My moms are the least judgmental people you could imagine. They are, in every way conceivable, totally accepting of me. Partially, it comes from their own family experiences. Mama’s parents immigrated to the United States from Egypt, and the Coptic Church was central to their old life and their new life. Unfortunately for Mama, their religious community didn’t accept gay people. My dad died shortly after my birth, and when Mama found a new love in Mom a few years later, it ruptured the family.

It’s all repaired now. Grandpa even took us kids to Luxor when I was in high school, proud of his family the whole time. Mom also comes from an immigrant family, from the Soviet Union via Turkey, although her family didn’t come around to accept her, so we don’t have a relationship with them.

My moms value family, and healing the rift with Mama’s parents meant the world to both of them. I’m grateful to know nothing I could do or say would cause me to lose the support of my family.

I promised myself a long time ago: I’m not going to take their support for granted. They work their asses off to take care of me and my three younger siblings, and, especially when I was really young, they did it without support, facing some significant challenges and prejudices in the world. They built an amazing life for our family, and living up to the example they set is important to me.

Every one of us kids is a handful in our own way, but I’m the oldest. Devoting my life to pleasure is all good, but pulling it off on my own terms and by my own means is equally important to me. My cupcake classes are simply not as important as my sister’s college fund or my brother’s insulin.

“Busy with a lot of things?” Mom prompts.

“The job.” I lean back on the couch as I hold the phone up. “Enzo is more mobile now, which means he needs regular assistance. And I sent you pictures of the dogs. Did I send you pictures of the dogs?”

“In response to my text asking how the job hunt is going,” Mom says dryly.

Mama puts her arm around Mom. “Although we agreed to wait until the end of the conversation to ask about that.”

“Reggie will have me back at the gym,” I assure them. “So I’ll have a job. You don’t need to worry.”

“We’re not,” Mama says warmly. “Ever since you were little, you’ve insisted on doing things your own way, and it’s always turned out decently well.” She smiles. “We know you always make the right choices for yourself, Damian.”

And there it is.I’m sure you’ll do the right thinghas always been a gut-twister. If they were doubting me or lecturing me about not fucking up in every way that little voice in the back of my head insists I might, maybe I wouldn’t guilt myself with so much pressure.

Believing in me. What a trick.

Like when I had to work my ass off to pass chemistry in high school, and they actually celebrated my C-minus. Framed the final exam and everything.

I shake my head with a sigh. “I know. And thank you.”

Mom gives me a quick nod, the more serious of the two, and also more concerned about my future than Mama is.
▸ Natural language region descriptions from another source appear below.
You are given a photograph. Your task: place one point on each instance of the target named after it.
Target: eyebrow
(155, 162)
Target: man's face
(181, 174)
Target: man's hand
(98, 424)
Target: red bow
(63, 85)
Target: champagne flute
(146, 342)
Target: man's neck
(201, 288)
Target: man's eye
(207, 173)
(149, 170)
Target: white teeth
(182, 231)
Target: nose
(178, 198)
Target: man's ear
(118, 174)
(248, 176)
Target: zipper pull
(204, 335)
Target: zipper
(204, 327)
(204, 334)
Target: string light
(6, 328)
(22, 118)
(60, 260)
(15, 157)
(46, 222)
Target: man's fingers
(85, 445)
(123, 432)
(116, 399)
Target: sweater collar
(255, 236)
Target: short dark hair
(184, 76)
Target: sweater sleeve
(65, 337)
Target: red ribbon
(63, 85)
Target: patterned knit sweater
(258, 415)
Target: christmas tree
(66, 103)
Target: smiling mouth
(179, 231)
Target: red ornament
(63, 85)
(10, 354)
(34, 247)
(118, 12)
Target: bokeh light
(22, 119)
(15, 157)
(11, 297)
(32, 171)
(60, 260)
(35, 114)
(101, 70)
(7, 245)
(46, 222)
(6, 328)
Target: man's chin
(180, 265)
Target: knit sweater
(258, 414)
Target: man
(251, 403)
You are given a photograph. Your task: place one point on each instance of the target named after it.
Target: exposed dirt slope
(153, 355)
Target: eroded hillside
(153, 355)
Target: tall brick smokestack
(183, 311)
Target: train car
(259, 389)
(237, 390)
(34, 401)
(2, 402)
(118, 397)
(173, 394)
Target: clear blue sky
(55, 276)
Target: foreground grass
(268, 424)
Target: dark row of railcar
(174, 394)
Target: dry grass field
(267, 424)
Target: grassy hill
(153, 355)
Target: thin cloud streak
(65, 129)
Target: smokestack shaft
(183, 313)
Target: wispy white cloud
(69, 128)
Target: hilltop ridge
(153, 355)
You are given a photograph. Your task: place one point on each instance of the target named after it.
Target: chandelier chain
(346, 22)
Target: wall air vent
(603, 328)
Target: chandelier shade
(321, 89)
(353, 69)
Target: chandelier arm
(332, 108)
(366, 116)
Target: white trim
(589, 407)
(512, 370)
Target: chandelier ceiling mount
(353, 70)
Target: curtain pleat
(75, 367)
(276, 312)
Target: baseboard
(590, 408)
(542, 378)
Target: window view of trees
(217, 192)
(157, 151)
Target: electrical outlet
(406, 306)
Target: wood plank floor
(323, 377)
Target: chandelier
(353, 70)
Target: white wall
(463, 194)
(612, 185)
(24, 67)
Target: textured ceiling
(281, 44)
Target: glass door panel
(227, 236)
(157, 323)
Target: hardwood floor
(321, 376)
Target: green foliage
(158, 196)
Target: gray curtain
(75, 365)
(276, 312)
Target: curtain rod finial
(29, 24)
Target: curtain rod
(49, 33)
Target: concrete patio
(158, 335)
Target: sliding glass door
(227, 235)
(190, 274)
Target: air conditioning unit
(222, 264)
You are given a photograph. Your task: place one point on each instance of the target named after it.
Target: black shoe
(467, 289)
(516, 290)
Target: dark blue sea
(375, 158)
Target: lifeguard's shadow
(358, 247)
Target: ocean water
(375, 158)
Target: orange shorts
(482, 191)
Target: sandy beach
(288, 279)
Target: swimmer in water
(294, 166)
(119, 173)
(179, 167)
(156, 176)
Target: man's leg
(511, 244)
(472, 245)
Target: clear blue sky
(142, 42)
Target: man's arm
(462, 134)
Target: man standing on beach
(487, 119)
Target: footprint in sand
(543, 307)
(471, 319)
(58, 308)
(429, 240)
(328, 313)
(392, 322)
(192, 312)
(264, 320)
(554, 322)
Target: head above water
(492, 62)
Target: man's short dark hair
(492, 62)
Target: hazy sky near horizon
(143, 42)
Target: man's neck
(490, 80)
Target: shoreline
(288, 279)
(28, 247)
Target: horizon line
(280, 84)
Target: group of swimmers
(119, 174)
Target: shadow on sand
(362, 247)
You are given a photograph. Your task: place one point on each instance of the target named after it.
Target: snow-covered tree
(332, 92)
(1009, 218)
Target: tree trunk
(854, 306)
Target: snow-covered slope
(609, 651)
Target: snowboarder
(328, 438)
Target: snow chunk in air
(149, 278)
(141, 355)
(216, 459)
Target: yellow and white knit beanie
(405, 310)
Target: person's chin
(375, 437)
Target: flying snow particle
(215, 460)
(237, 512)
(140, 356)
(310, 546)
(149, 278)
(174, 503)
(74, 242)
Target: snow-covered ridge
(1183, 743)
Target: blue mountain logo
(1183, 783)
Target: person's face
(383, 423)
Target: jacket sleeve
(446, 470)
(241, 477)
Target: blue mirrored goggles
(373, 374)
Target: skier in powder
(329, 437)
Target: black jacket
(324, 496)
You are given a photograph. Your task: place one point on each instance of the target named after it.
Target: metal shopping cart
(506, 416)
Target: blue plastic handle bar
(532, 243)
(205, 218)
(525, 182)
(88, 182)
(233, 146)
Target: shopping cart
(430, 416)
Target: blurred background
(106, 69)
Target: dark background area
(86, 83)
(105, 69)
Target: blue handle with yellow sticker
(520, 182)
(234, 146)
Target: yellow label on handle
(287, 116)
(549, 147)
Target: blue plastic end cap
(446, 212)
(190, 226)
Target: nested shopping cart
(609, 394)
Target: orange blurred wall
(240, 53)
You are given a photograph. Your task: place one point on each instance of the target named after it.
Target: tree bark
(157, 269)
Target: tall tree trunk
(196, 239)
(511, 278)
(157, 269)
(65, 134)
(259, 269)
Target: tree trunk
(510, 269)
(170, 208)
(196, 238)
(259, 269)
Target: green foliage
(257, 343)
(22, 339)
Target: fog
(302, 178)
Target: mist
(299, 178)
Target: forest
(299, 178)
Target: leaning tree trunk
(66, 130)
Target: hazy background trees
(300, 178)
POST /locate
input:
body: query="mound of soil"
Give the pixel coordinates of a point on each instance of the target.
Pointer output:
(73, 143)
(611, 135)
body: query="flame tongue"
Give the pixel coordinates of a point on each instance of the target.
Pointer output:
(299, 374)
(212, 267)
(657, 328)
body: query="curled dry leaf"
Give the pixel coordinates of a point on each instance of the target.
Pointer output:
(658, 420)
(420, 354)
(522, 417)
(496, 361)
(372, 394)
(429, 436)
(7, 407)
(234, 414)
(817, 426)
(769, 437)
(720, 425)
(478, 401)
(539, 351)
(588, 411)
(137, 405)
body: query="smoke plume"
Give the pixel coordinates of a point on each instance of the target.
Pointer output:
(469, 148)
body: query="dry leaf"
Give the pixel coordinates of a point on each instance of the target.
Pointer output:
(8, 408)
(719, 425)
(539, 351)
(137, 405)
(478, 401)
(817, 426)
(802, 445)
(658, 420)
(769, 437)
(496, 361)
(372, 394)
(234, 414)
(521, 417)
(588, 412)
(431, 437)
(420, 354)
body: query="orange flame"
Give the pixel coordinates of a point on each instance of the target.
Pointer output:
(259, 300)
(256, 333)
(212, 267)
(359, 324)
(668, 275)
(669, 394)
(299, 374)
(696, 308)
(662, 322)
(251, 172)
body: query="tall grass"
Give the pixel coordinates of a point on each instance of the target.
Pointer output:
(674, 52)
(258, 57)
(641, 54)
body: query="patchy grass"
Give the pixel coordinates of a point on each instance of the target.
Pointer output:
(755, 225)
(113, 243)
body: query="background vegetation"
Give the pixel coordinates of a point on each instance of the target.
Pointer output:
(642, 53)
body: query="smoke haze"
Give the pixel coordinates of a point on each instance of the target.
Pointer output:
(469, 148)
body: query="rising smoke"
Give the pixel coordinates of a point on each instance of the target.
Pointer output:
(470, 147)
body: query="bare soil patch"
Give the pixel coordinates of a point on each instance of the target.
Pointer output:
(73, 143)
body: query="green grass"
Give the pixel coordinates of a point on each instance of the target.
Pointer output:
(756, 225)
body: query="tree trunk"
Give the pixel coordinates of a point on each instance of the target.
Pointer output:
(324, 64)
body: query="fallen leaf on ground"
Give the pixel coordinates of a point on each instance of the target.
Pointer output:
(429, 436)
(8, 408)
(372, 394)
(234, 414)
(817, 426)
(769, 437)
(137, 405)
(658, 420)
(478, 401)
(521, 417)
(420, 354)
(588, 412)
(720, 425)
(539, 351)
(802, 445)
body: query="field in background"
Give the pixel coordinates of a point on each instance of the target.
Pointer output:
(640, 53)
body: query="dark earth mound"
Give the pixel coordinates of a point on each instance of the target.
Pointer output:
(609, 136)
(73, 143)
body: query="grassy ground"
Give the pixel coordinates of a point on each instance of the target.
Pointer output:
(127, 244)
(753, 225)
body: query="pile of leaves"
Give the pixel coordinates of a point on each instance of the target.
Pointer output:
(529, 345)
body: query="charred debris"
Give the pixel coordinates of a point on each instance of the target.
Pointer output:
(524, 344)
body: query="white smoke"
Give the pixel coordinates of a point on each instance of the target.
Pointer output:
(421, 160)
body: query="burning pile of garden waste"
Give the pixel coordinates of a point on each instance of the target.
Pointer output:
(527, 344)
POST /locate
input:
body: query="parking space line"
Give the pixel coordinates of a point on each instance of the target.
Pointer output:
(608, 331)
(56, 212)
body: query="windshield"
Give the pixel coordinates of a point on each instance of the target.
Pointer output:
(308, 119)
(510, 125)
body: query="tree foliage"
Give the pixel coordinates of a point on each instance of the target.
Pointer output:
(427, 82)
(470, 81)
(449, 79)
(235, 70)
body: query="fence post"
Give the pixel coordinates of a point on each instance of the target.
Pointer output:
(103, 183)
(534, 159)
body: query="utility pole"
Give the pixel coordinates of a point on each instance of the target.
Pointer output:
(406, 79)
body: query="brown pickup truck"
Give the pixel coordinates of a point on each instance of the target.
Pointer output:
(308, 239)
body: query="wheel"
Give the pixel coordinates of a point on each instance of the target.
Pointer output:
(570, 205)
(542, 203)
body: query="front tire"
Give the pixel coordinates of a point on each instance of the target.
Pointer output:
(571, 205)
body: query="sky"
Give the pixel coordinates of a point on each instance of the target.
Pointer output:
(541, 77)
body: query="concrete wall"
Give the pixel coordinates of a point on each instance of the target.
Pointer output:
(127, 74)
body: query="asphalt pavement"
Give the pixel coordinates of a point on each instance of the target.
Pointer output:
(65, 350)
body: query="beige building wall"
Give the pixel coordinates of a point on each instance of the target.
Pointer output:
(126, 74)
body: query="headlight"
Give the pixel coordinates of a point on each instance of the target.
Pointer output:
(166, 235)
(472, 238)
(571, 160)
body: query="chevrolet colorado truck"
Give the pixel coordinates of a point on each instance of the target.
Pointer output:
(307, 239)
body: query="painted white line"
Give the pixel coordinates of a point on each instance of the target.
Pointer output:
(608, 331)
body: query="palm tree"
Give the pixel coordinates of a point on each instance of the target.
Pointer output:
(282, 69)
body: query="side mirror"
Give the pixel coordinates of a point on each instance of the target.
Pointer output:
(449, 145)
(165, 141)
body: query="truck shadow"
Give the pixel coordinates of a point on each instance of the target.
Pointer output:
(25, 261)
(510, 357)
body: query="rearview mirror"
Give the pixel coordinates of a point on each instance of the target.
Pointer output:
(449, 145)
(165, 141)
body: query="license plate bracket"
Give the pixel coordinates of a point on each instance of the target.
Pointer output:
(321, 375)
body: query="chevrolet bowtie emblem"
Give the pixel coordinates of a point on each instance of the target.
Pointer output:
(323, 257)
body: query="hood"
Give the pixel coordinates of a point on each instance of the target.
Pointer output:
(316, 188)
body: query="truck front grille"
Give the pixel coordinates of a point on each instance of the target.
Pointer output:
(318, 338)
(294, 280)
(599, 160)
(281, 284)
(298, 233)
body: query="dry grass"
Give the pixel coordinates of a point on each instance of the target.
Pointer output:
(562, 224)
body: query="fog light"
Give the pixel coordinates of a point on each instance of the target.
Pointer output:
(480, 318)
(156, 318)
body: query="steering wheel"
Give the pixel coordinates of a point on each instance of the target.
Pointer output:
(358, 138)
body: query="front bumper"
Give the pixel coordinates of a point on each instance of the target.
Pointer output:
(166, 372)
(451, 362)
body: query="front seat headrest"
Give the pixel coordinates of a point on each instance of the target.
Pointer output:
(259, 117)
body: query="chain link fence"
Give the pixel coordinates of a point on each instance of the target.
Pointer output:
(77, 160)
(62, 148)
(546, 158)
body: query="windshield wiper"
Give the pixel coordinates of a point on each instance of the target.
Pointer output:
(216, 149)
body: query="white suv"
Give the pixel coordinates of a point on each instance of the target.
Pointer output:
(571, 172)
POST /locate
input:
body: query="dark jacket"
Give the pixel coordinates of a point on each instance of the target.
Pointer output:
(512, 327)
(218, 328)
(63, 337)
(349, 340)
In avoiding this call, I’ve actually built up quite a list of things to tell them about. My failed date is at the top of the list, and I’m eager to discuss the pit bulls.

When I consider sharing more about Enzo, though, I quickly push the thought aside. They might intuit I have bubbly feelings for him. Despite all the open-mindedness they’ve offered me, I’m not quite ready to tell them I’m salivating over a man nearly their age, and a retired boxer with a bad reputation at that.

Instead, I seek their guidance on the thing I truly can’t wrap my head around.

“Hey, what would you think if I became a sex therapist?”

Mama hums. “Is that a therapist who specifically helps people with their sexuality?”